Chamaecyparis

Cladus: Eukaryota
Regnum: Plantae
Division: Pinophyta
Classis: Pinopsida
Ordo: Pinales
Familia: Cupressaceae
Subfamiliae: Cupressoideae
Genus: Chamaecyparis
Species: C. formosensis - C. lawsoniana - C. obtusa - C. pisifera - C. taiwanensis - C. thyoides

Name

Chamaecyparis Spach

Vernacular names

Chamaecyparis (pronounced /ˌkæmɨˈsɪpərɨs/)[1] is a genus of conifers in the cypress family Cupressaceae, native to eastern Asia and western and eastern North America. In the nursery trade it is often incorrectly known as "false cypress" for lack of other common name, so as to distinguish it from other similar genera bearing cypress in their common names. See cypress (disambiguation). Synonyms include Retinispora Siebold & Zucc. and Retinospora Carr. The name is derived from the Greek khamai, meaning ground, and kuparissos for cypress.

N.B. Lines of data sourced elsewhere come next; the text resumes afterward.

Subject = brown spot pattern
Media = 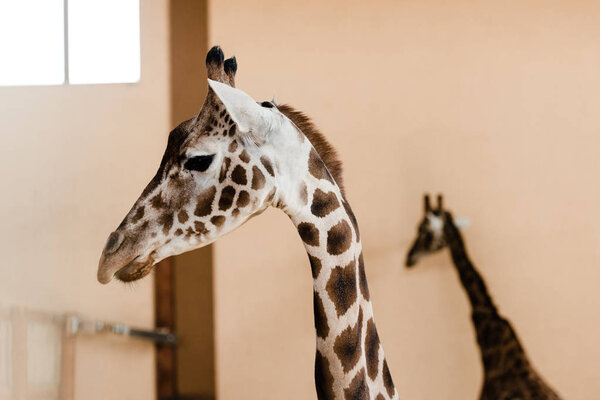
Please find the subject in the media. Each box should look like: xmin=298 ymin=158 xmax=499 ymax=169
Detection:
xmin=150 ymin=193 xmax=167 ymax=210
xmin=382 ymin=358 xmax=395 ymax=397
xmin=177 ymin=210 xmax=189 ymax=224
xmin=210 ymin=215 xmax=225 ymax=227
xmin=327 ymin=219 xmax=352 ymax=255
xmin=260 ymin=156 xmax=275 ymax=176
xmin=344 ymin=368 xmax=371 ymax=400
xmin=219 ymin=186 xmax=235 ymax=211
xmin=228 ymin=140 xmax=237 ymax=153
xmin=358 ymin=251 xmax=371 ymax=301
xmin=313 ymin=292 xmax=329 ymax=339
xmin=252 ymin=165 xmax=265 ymax=190
xmin=159 ymin=214 xmax=173 ymax=235
xmin=131 ymin=206 xmax=144 ymax=224
xmin=231 ymin=165 xmax=248 ymax=185
xmin=326 ymin=261 xmax=358 ymax=317
xmin=219 ymin=157 xmax=231 ymax=182
xmin=235 ymin=190 xmax=250 ymax=208
xmin=308 ymin=254 xmax=321 ymax=279
xmin=308 ymin=148 xmax=333 ymax=183
xmin=342 ymin=199 xmax=360 ymax=242
xmin=240 ymin=149 xmax=250 ymax=164
xmin=365 ymin=318 xmax=379 ymax=380
xmin=333 ymin=309 xmax=362 ymax=373
xmin=315 ymin=350 xmax=335 ymax=400
xmin=310 ymin=189 xmax=340 ymax=217
xmin=298 ymin=222 xmax=319 ymax=246
xmin=194 ymin=186 xmax=217 ymax=217
xmin=194 ymin=221 xmax=208 ymax=234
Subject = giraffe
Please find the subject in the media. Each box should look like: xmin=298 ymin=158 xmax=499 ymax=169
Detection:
xmin=406 ymin=195 xmax=559 ymax=400
xmin=98 ymin=46 xmax=398 ymax=400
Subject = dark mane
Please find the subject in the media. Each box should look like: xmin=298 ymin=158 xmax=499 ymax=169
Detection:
xmin=277 ymin=104 xmax=346 ymax=196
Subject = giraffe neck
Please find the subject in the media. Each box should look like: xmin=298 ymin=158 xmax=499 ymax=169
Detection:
xmin=445 ymin=225 xmax=498 ymax=315
xmin=445 ymin=225 xmax=530 ymax=380
xmin=282 ymin=167 xmax=398 ymax=400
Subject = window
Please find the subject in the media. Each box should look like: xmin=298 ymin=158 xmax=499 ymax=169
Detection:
xmin=0 ymin=0 xmax=140 ymax=86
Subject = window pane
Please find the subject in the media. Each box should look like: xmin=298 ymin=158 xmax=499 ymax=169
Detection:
xmin=0 ymin=0 xmax=65 ymax=86
xmin=68 ymin=0 xmax=140 ymax=83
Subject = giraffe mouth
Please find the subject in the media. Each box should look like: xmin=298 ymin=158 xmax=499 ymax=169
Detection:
xmin=114 ymin=257 xmax=154 ymax=282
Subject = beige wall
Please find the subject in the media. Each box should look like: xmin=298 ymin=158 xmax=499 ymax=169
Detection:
xmin=209 ymin=0 xmax=600 ymax=400
xmin=0 ymin=0 xmax=170 ymax=400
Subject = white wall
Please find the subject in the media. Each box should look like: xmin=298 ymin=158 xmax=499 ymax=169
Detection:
xmin=0 ymin=0 xmax=170 ymax=400
xmin=210 ymin=0 xmax=600 ymax=400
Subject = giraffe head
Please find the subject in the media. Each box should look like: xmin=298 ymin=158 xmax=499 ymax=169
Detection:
xmin=98 ymin=46 xmax=341 ymax=283
xmin=406 ymin=195 xmax=468 ymax=267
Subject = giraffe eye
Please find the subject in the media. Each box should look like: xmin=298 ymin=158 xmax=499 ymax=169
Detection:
xmin=183 ymin=154 xmax=215 ymax=172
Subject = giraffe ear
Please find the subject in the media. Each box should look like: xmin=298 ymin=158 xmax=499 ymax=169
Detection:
xmin=454 ymin=217 xmax=471 ymax=229
xmin=208 ymin=79 xmax=274 ymax=144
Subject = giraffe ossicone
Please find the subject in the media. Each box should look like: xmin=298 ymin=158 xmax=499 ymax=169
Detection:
xmin=98 ymin=47 xmax=398 ymax=400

They are medium-sized to large evergreen trees growing from 60 to over 200 feet (20-70 m) tall, with foliage in flat sprays. The leaves are of two types, needle-like juvenile leaves on young seedlings up to a year old, and scale-like adult leaves. The cones are globose to oval, with 8-14 scales arranged in opposite decussate pairs; each scale bears 2-4 small seeds.

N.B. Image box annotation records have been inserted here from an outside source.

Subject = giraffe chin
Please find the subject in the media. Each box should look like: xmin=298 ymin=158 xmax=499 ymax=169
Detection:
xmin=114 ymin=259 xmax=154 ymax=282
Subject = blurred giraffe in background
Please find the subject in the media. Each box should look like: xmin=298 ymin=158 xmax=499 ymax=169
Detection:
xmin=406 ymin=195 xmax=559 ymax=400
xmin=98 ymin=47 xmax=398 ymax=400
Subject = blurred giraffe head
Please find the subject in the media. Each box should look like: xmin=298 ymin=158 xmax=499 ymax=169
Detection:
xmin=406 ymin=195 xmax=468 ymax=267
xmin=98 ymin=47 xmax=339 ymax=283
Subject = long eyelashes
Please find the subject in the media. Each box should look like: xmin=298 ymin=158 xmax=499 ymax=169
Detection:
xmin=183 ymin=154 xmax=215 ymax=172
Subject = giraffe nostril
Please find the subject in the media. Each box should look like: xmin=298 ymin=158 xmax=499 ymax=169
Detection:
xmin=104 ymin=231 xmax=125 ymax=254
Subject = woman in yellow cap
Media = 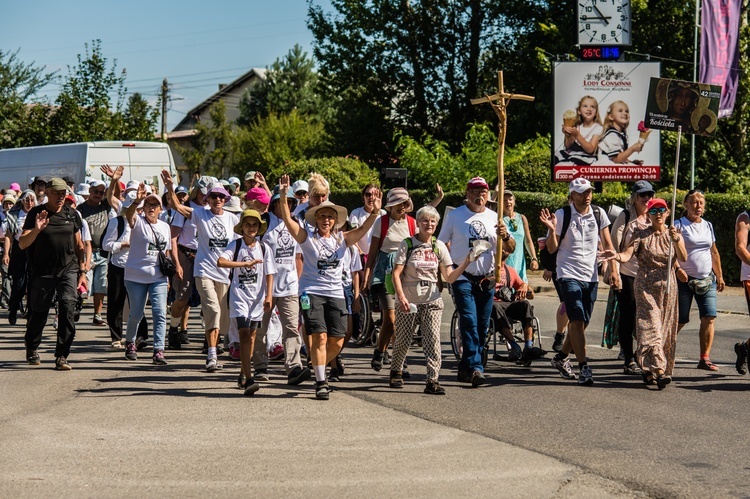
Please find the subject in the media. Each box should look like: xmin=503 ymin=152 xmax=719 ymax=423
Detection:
xmin=216 ymin=210 xmax=276 ymax=396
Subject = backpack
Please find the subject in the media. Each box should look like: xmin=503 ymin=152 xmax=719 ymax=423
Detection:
xmin=99 ymin=215 xmax=125 ymax=258
xmin=538 ymin=204 xmax=602 ymax=272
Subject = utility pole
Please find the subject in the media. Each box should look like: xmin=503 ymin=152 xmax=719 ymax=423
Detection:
xmin=161 ymin=78 xmax=169 ymax=142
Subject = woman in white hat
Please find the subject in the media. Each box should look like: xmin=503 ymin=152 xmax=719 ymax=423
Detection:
xmin=364 ymin=187 xmax=419 ymax=377
xmin=279 ymin=175 xmax=382 ymax=400
xmin=216 ymin=210 xmax=276 ymax=396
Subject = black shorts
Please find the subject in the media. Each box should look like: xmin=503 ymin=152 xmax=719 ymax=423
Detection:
xmin=234 ymin=317 xmax=260 ymax=329
xmin=300 ymin=295 xmax=348 ymax=338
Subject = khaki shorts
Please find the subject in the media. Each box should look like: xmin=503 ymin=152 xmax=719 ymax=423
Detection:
xmin=195 ymin=276 xmax=229 ymax=333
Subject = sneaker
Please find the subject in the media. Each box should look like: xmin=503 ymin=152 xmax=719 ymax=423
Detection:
xmin=135 ymin=338 xmax=148 ymax=352
xmin=336 ymin=355 xmax=344 ymax=376
xmin=315 ymin=381 xmax=331 ymax=400
xmin=578 ymin=364 xmax=594 ymax=385
xmin=622 ymin=361 xmax=643 ymax=376
xmin=26 ymin=350 xmax=42 ymax=366
xmin=424 ymin=381 xmax=445 ymax=395
xmin=245 ymin=381 xmax=260 ymax=397
xmin=286 ymin=366 xmax=312 ymax=385
xmin=456 ymin=370 xmax=471 ymax=383
xmin=550 ymin=355 xmax=576 ymax=379
xmin=125 ymin=341 xmax=138 ymax=360
xmin=697 ymin=359 xmax=719 ymax=371
xmin=55 ymin=357 xmax=73 ymax=371
xmin=471 ymin=371 xmax=487 ymax=388
xmin=734 ymin=343 xmax=747 ymax=375
xmin=508 ymin=343 xmax=523 ymax=362
xmin=206 ymin=357 xmax=224 ymax=373
xmin=390 ymin=371 xmax=404 ymax=388
xmin=167 ymin=326 xmax=182 ymax=350
xmin=552 ymin=333 xmax=565 ymax=352
xmin=180 ymin=329 xmax=190 ymax=345
xmin=268 ymin=343 xmax=284 ymax=360
xmin=153 ymin=350 xmax=167 ymax=366
xmin=229 ymin=343 xmax=240 ymax=361
xmin=383 ymin=350 xmax=391 ymax=366
xmin=370 ymin=348 xmax=383 ymax=371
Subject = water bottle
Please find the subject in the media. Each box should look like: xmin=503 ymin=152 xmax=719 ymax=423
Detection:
xmin=299 ymin=293 xmax=310 ymax=310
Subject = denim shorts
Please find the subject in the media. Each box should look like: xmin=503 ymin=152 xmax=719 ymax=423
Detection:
xmin=677 ymin=277 xmax=716 ymax=324
xmin=557 ymin=278 xmax=599 ymax=325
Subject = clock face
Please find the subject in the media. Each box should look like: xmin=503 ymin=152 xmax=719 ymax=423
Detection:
xmin=578 ymin=0 xmax=631 ymax=45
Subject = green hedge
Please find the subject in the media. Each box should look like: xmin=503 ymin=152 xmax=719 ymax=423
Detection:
xmin=331 ymin=190 xmax=748 ymax=284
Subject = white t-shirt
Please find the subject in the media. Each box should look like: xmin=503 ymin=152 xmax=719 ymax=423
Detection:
xmin=674 ymin=217 xmax=716 ymax=279
xmin=555 ymin=203 xmax=609 ymax=282
xmin=299 ymin=232 xmax=346 ymax=299
xmin=372 ymin=215 xmax=419 ymax=253
xmin=192 ymin=207 xmax=239 ymax=284
xmin=349 ymin=206 xmax=386 ymax=255
xmin=170 ymin=201 xmax=209 ymax=250
xmin=125 ymin=216 xmax=172 ymax=284
xmin=262 ymin=214 xmax=299 ymax=297
xmin=394 ymin=237 xmax=453 ymax=303
xmin=438 ymin=205 xmax=497 ymax=280
xmin=102 ymin=216 xmax=130 ymax=268
xmin=341 ymin=246 xmax=362 ymax=287
xmin=220 ymin=238 xmax=276 ymax=321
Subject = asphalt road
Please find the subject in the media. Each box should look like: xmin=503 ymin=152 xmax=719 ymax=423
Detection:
xmin=0 ymin=286 xmax=750 ymax=498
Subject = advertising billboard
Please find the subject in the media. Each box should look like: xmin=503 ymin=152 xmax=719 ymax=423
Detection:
xmin=552 ymin=61 xmax=661 ymax=182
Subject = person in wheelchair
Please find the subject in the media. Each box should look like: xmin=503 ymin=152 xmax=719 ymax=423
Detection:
xmin=491 ymin=238 xmax=546 ymax=365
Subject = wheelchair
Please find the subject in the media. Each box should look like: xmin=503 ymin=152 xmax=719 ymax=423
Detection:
xmin=450 ymin=299 xmax=543 ymax=367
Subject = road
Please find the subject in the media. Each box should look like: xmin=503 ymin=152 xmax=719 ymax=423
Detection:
xmin=0 ymin=286 xmax=750 ymax=497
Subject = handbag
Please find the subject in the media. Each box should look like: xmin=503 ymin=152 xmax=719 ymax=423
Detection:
xmin=688 ymin=272 xmax=714 ymax=296
xmin=146 ymin=222 xmax=177 ymax=279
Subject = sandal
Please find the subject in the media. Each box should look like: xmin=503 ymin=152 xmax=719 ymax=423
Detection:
xmin=698 ymin=359 xmax=719 ymax=371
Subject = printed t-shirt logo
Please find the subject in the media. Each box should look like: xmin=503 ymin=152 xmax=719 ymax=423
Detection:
xmin=208 ymin=218 xmax=229 ymax=251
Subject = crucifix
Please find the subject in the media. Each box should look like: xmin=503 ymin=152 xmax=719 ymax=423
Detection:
xmin=471 ymin=71 xmax=534 ymax=280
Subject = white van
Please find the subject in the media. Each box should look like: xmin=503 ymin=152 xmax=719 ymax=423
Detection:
xmin=0 ymin=141 xmax=177 ymax=192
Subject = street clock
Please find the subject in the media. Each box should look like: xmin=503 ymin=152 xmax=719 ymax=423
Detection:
xmin=578 ymin=0 xmax=631 ymax=46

There are five or six living species, depending on taxonomic opinion:

* Chamaecyparis formosensis. Taiwan.
* Chamaecyparis lawsoniana. Western North America.
* Chamaecyparis obtusa. Japan.
* Chamaecyparis pisifera. Japan.
* Chamaecyparis taiwanensis. Taiwan.
* Chamaecyparis thyoides. Eastern North America.

C. taiwanensis is treated by many authors as a variety of C. obtusa (as C. obtusa var. formosana).

There are also several species described from the fossil record including:[2]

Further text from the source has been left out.